Pressure in financial markets continued this week as concerns that the United States and China are digging in for a long costly trade war. Beijing accused Washington of harbouring “extravagant expectations” for a deal to end their dispute.   Negotiations between the US and China have soured since early May, when Chinese officials sought major changes to the text of a proposed deal that the Trump administration says had been agreed.  A subsequent round of talks ended with no movement as US President Donald Trump increased tariffs to 25 percent from 10 percent on $200 billion worth of Chinese imports and threatened to impose duties on all remaining Chinese goods sold in the US.  Whilst China imposed a retaliatory tariff increase, the Trump administration followed up  on Thursday by adding telecom equipment giant Huawei to a trade blacklist that restricts its ability to purchase American components and software and do business with other US companies.  There are no new talks scheduled and Beijing suggested that negotiations were unlikely to resume soon and raised questions about a possible meeting between Trump and Chinese President Xi Jinping next month at a G20 summit in Japan.  Meanwhile, the US restrictions on Huawei began to hit hard on Monday, as Alphabet Inc’s Google suspended the business requiring the transfer of hardware, software and technical services to premier Chinese technology firm.  Shares in European chipmakers Infineon Technologies, AMS and ST Microelectronics fell sharply on Monday on worries that Huawei suppliers may suspend shipments to the Chinese firm.  On Monday the US Commerce department granted Huawei a licence to buy US goods until 19th August to main existing telecom networks and provide software updated to Huawei smartphones.  President Donald Trump said that US complaints against Huawei Technologies Co Ltd might be resolved within the framework of a US-China trade deal, while at the same time he called the Chinese telecommunications giant “very dangerous”.   According to US Treasury Secretary Steven Mnuchin on Wednesday, the United States is at least a month away from enacting its proposed tariffs on $300 billion in Chinese imports as it studies the impact on American consumers.  Mnuchin further said that the Trump administration is open to holding new talks with China if the two sides can proceed on the basis of previous negotiations.

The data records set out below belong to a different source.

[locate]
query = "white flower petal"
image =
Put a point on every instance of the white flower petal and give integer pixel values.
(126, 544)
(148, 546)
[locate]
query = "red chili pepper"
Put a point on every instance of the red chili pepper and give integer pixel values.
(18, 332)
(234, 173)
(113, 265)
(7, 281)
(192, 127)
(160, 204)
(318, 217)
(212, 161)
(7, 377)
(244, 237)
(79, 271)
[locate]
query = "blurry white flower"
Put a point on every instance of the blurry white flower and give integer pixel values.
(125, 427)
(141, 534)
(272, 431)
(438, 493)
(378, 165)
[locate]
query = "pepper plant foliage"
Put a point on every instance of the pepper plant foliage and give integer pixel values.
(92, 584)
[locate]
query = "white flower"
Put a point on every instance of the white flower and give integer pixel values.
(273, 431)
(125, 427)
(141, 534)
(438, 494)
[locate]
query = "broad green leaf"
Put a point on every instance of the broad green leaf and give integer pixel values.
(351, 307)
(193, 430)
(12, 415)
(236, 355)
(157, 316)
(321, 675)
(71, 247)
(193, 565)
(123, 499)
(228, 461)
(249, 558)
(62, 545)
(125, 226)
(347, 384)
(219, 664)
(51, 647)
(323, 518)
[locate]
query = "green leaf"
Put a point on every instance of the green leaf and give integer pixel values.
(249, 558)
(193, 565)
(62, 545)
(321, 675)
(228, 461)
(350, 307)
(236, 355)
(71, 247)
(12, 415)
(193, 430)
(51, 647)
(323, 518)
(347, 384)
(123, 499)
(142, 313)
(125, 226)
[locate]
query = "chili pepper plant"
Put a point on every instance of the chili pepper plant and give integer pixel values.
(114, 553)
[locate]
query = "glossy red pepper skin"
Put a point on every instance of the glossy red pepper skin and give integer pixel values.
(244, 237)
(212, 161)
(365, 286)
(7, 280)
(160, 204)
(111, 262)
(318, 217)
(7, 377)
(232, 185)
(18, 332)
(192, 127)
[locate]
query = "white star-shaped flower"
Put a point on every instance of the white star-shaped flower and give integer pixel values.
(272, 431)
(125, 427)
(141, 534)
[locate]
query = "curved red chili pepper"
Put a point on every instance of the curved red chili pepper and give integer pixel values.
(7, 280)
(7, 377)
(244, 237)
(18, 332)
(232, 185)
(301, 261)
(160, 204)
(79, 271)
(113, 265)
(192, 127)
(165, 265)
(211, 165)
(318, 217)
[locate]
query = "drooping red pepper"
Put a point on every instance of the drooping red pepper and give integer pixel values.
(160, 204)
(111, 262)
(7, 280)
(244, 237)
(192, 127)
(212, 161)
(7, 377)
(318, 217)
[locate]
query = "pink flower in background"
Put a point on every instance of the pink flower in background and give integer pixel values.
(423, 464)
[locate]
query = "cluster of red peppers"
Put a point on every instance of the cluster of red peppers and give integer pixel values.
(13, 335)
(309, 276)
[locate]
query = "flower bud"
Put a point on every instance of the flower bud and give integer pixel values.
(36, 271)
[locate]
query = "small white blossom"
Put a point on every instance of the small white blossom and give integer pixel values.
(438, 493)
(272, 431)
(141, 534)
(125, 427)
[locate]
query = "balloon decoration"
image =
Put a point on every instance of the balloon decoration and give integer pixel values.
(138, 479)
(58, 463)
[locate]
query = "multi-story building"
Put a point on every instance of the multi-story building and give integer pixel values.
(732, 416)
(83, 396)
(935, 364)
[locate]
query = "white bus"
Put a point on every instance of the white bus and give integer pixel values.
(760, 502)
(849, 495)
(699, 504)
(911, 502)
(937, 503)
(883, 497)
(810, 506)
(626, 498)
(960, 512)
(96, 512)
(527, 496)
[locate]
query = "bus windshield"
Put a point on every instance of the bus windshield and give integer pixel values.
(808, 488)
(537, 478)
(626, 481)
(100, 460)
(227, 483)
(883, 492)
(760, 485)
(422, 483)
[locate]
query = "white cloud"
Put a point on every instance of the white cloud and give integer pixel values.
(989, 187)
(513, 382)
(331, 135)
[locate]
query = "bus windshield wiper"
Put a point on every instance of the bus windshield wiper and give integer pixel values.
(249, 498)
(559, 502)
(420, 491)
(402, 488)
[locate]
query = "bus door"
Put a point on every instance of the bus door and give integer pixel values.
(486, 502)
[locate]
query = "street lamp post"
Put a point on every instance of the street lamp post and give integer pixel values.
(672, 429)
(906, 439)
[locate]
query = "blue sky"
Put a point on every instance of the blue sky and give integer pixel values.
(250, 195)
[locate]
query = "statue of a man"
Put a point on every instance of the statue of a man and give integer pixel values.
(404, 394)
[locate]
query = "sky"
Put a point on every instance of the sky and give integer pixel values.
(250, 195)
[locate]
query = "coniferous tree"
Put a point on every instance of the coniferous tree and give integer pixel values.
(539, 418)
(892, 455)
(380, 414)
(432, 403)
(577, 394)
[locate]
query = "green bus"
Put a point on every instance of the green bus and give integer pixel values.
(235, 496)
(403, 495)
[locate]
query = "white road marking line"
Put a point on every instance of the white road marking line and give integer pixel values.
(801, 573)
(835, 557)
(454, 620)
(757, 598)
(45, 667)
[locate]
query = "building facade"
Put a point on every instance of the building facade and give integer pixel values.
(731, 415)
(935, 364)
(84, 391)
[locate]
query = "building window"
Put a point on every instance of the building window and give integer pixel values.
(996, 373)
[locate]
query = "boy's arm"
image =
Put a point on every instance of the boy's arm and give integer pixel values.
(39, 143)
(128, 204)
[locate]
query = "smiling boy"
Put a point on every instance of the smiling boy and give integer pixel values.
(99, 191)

Farm Aid Announced By The Trump Administration

The Trump administration on Thursday unveiled a $16 million farm aid package to offset the losses amid a then month trade war with China.  The payment rates to farmers would be based on where they farm rather than what crops they grow.  Farmers which were the driving force behind the electoral win of President Donald Trump in the 2016 electoral win have been among the hardest hit by the trade war.  The Trade dispute has left US farmers sitting on record volumes of soybeans as China stopped purchases.  USDA officials said on Thursday that they will roll out $14.5 billion in direct payments in three separate tranches with the first one planned for late July.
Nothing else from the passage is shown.